In the past two decades people have found several ways to derive the measurement postulates from axioms 1&2, often slightly modifying postulate #1, in an interpretation independent way. I personally love Zurek's approach using envariance (see paper here, which is reasonably accessible). Here is another, more recent, derivation of the measurement postulates.
Many physicists (see Bell's paper "Against Measurement" for example) consider the traditional postules to be incomplete, because it doesn't include a prescription for what configurations of wavefunctions result in something that "counts" as a measurement. For this reason, different modifications to the above postulates have been made over the years, and each of which allows different derivations of Borns rule. These modifications are often called "interpretations" even though they are physically different theories which make theoretically testable different predictions (and sometimes actually testable, for example we've all but ruled out local hidden variables by testing Bell's Inequality). These include:

*

*Objective collapse theories Of these, I believe GRW is the most well developed, and there has been some interesting experimental work testing the theory in the last decade (see for example this)

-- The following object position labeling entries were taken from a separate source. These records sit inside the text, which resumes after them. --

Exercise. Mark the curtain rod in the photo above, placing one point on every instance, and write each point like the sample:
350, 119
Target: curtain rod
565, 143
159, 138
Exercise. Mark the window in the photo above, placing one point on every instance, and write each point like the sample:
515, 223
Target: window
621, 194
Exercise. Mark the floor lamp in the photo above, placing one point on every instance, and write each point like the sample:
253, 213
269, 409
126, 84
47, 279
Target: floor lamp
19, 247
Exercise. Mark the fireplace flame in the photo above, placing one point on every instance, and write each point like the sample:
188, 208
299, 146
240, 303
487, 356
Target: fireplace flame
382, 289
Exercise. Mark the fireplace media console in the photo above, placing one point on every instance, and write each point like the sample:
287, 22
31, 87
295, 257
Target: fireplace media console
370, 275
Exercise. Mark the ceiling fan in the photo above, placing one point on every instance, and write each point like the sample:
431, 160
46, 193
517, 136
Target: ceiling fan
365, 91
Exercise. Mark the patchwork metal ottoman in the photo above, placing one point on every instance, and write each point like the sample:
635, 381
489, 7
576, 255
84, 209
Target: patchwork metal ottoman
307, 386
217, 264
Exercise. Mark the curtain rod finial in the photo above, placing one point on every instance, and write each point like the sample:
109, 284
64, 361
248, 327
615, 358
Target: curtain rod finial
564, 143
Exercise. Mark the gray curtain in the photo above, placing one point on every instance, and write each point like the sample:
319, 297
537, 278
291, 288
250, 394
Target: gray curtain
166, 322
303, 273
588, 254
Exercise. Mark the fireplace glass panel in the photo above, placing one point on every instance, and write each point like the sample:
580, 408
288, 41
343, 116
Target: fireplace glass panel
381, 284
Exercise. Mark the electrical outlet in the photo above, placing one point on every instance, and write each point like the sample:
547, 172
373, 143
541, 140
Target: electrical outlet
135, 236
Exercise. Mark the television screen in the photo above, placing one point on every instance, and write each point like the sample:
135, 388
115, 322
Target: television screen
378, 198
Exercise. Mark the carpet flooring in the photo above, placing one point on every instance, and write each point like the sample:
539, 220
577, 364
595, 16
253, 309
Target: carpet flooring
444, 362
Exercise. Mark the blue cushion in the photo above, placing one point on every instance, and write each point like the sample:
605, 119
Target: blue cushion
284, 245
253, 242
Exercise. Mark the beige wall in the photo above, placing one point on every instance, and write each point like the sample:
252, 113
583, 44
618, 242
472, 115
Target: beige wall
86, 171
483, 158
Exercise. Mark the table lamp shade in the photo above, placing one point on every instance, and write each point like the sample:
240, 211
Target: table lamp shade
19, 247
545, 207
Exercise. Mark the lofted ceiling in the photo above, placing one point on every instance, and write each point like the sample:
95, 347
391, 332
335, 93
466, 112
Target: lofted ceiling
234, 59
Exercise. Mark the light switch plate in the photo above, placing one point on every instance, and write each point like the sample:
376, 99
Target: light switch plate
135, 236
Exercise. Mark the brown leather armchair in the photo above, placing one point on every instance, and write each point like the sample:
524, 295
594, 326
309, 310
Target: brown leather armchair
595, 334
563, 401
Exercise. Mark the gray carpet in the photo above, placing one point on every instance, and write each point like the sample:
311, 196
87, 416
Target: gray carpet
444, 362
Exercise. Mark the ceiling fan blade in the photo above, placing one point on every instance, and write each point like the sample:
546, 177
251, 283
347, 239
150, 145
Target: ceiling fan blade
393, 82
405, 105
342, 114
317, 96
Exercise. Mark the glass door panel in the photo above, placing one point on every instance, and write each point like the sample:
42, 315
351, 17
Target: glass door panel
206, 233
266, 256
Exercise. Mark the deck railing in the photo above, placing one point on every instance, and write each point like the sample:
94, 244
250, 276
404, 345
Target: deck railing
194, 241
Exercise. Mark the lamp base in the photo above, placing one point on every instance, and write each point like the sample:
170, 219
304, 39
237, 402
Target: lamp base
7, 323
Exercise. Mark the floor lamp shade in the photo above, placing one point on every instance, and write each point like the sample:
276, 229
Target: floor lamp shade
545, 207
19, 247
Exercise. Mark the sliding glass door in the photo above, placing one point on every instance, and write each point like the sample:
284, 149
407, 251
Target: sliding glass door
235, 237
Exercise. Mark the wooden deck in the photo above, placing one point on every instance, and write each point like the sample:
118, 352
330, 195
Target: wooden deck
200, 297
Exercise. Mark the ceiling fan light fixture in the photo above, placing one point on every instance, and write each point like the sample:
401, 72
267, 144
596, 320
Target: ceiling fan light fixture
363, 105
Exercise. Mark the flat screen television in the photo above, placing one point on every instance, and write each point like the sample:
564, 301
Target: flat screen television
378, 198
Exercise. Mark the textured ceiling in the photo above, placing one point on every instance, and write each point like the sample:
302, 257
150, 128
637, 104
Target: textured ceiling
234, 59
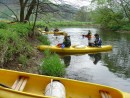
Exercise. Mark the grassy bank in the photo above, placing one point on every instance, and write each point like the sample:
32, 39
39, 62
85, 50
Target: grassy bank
18, 51
63, 23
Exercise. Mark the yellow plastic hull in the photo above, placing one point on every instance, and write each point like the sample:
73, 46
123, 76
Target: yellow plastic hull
73, 50
36, 84
51, 32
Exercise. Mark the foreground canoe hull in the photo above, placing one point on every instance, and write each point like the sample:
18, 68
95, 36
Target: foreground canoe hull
36, 84
74, 50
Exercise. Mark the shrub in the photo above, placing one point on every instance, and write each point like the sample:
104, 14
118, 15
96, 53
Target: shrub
44, 40
3, 25
52, 65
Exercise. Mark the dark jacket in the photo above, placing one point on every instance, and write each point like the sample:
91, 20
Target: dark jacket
67, 41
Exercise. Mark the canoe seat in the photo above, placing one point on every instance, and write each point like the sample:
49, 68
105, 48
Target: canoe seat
105, 94
20, 83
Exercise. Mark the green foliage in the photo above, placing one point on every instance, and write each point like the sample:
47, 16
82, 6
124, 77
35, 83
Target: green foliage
12, 44
44, 40
108, 18
21, 28
52, 65
64, 23
126, 27
3, 25
23, 59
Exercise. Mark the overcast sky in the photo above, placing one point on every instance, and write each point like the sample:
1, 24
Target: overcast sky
75, 2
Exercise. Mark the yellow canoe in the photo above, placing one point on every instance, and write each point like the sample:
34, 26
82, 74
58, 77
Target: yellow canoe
27, 85
76, 50
52, 32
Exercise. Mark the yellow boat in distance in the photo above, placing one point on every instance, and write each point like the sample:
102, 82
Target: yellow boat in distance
26, 85
52, 32
76, 49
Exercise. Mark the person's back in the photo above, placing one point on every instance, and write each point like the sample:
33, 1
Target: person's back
98, 41
91, 38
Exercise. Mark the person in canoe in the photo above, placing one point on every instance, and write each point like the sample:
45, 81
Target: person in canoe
98, 41
91, 38
46, 29
66, 42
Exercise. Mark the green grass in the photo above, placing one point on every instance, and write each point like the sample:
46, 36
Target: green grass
62, 23
44, 40
13, 38
52, 65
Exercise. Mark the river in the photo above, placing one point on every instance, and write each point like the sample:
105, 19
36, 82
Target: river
108, 68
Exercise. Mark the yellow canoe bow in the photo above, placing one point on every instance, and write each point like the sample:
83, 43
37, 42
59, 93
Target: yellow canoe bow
76, 50
27, 85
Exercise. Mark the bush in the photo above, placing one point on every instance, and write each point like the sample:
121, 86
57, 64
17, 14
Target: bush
3, 25
12, 45
52, 65
44, 40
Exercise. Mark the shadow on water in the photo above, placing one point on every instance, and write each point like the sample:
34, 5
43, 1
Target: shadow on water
66, 60
95, 57
112, 69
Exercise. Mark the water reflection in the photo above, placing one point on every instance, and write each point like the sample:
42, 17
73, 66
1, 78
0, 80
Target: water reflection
112, 69
96, 57
67, 60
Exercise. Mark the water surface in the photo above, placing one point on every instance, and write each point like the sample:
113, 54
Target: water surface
107, 68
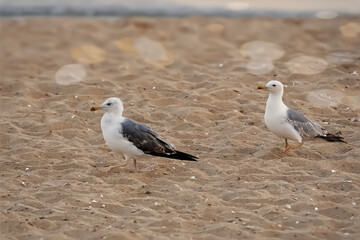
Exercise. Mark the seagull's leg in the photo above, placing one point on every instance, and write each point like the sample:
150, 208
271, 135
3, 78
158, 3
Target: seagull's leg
135, 164
290, 147
107, 169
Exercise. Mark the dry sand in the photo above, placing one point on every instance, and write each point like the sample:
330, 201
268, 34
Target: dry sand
205, 103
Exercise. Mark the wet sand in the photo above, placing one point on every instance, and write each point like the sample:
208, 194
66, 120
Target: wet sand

*"No Collapse" theories. In this approach, only postulates 1 & 2 are assumed, and postulates 3&4 are derived from them under the additional assumption that the entire universe can be thought of as a quantum system. This is also called "many worlds" because, when deriving 3&4, you find that multiple classical realities are present in the wave function of the universe. Early efforts to derive Borne's rule within the no collapse approach were circular, but I don't believe this is the case for modern derivations. Derivation of Born's rule in many worlds typically use Gleason's theorem to "count" the number of different worlds where each outcome occurs.

*So many others (Consistent Histories, etc)

A: The system doesn't "collapse". During a measurement it is connected to an external system that adds quanta of energy to it (absorption spectroscopy) or removes quanta of energy from it (emission spectroscopy). What you are looking at here is merely the solution theory of this class of linear differential equation. It is NOT the physics that is actually happening when we are doing a measurement. The Born rule only gives you a set of hypothetical measurement scenarios. It does not describe real-world experiments that can actually be performed in the lab. We can, for instance, not measure  the electron density directly even though the Born rule operator for that is the trivial identity operator. Instead we have to build quite complicated diffraction experiments for that purpose and even those don't give us an unambiguous density function.
There is no philosophical problem here. You are simply not given the totality of the knowledge needed to use this in an actual physics lab. When we are measuring the spectrum of the hydrogen atom for instance, we aren't actually measuring the eigenvalues of the SE. Instead we are only getting energy differences between states with an orbital angular momentum difference of one Planck unit. We then have to reconstruct the absolute energy values of the SE states from that experimental data. How this is done is usually described in textbooks about atomic physics.
One can get "closer" to actual measurement with different mathematical formulations of quantum mechanics that are commonly used in quantum field theory. The most "natural" form produces scattering cross sections, which is what the spectroscopist in the atomic/molecular physics lab and the high energy physicist at CERN actually observes. The mathematics of that is not nearly as neat and simple as the solution theory of linear wave equations, though, so it is not suitable as teaching material in an undergrad course on QM. At least I have never seen an introductory undergrad QM class that tried to teach scattering calculations first. I doubt that it would be enjoyable to most students if we were teaching QM that way.
So, yes, you are missing something here, but it is entirely technical. No philosophy and no new interpretations are needed.